Verdict: Your Best Telescope for Kids 

It’s time for a little recap. Your head might be spinning from all that information, and we want to help you make heads or tails of everything. We’ve summed up the most interesting telescopes on our list below, placing an emphasis on the feature that really sets them apart. We hope that this will speed up your buying process and help you find what you’re looking for.

If you want the best value for money, pick the Sky-Watcher Heritage-76 Telescope.

The first product on our list earned that spot for exactly one reason: it’s the best bargain for your dollar. The Sky-Watcher Heritage-76 Telescope is incredibly affordable but still manages to offer fantastic performance. it has a sturdy base and a 300mm focal length that will let you see all of the major deep space objects. On top of that, it’s pretty light and kids of all ages will be able to use this telescope.

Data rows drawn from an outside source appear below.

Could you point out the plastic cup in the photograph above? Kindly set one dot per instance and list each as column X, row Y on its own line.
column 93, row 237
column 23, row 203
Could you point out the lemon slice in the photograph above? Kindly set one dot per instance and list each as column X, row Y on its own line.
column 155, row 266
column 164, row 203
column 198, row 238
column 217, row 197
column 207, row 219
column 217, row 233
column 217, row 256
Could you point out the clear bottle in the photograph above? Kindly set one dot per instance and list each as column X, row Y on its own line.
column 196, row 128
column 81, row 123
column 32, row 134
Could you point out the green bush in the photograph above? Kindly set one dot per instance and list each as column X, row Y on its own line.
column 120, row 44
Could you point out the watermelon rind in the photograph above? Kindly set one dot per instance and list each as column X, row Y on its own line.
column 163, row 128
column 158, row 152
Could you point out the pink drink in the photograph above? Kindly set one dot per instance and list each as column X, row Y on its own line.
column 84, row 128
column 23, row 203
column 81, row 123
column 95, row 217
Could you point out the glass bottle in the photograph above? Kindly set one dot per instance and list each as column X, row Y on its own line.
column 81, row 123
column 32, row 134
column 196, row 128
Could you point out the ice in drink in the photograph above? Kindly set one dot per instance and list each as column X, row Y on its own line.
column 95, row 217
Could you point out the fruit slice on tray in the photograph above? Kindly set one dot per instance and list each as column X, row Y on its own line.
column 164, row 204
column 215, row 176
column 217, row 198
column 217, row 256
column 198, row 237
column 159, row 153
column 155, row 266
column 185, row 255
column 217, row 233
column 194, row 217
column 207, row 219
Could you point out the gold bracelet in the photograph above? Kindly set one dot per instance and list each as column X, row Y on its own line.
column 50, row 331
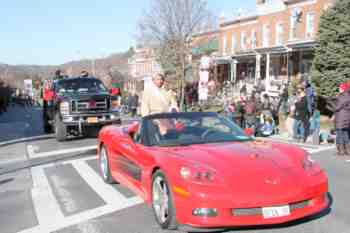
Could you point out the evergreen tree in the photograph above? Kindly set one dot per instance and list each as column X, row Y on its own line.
column 331, row 65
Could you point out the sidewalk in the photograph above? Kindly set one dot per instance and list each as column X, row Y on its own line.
column 20, row 122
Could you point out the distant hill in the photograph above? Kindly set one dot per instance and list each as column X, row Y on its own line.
column 114, row 66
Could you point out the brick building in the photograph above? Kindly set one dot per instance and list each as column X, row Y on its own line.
column 142, row 66
column 274, row 43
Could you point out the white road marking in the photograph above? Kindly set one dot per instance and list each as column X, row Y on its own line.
column 63, row 151
column 31, row 150
column 317, row 150
column 81, row 217
column 24, row 139
column 46, row 207
column 106, row 192
column 50, row 217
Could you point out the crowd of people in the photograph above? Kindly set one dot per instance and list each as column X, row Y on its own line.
column 294, row 112
column 5, row 96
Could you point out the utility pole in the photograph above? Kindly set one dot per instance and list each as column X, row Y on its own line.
column 93, row 70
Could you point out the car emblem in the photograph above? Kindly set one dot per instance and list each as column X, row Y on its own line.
column 254, row 156
column 272, row 181
column 92, row 104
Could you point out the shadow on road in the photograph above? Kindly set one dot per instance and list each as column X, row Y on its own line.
column 314, row 217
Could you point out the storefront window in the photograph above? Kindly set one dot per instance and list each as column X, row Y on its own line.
column 224, row 45
column 243, row 40
column 310, row 24
column 234, row 44
column 279, row 33
column 253, row 39
column 266, row 35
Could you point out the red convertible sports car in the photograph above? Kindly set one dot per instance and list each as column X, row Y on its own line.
column 199, row 171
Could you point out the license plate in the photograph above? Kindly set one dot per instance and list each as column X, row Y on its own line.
column 275, row 212
column 92, row 120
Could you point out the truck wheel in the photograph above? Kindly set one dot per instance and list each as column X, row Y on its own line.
column 60, row 129
column 47, row 125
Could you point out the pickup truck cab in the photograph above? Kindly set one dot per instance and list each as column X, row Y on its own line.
column 78, row 103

This should be the first telescope any parent looks at for their young Copernicus.

If you need to take pictures through your telescope, pick the Orion FunScope 76mm Tabletop Reflector Telescope.

Everybody wants something concrete to hold onto after advancing in a hobby. Nothing is a better motivator than observable progress. And that’s why the Orion FunScope 76mm Tabletop Reflector Telescope is sure to keep your child engaged longer than any other telescope. Its smartphone mount will let your child take some amazing astrophotos that they can post on Instagram or print out to decorate their room. This will really let them share their new hobby with their friends. If you have a child that’s just as interested in photography as astronomy, then the Orion FunScope 76mm Tabletop Reflector Telescope is the only telescope for them.

If you want to keep the spending cheap, pick the Sky-Watcher Infinity-76P.

Nobody likes spending money. That goes double for parents who are maybe a little skeptical that their child will stick to this new hobby they’re showing an interest in. This telescope, really a toy telescope at its core, is perfect for your youngest child itching to stargaze. It obviously doesn’t exactly compete with the Hubble telescope, but it’s cheap, small, and has a cute design. For anyone on a budget or parents with a baby genius on their hands, the Sky-Watcher Infinity-76P should be your go-to telescope.

That brings us to the end of our list. We showed you 4 great telescopes, but there are thousands of products out there. Don’t feel shy to keep looking around if none of our products caught your eye. If that’s the case, we at least hope we helped serve as a jumping-off point and that our FAQs addressed your concerns and worries. That’s all for now. We hope your child enjoys the stargazing!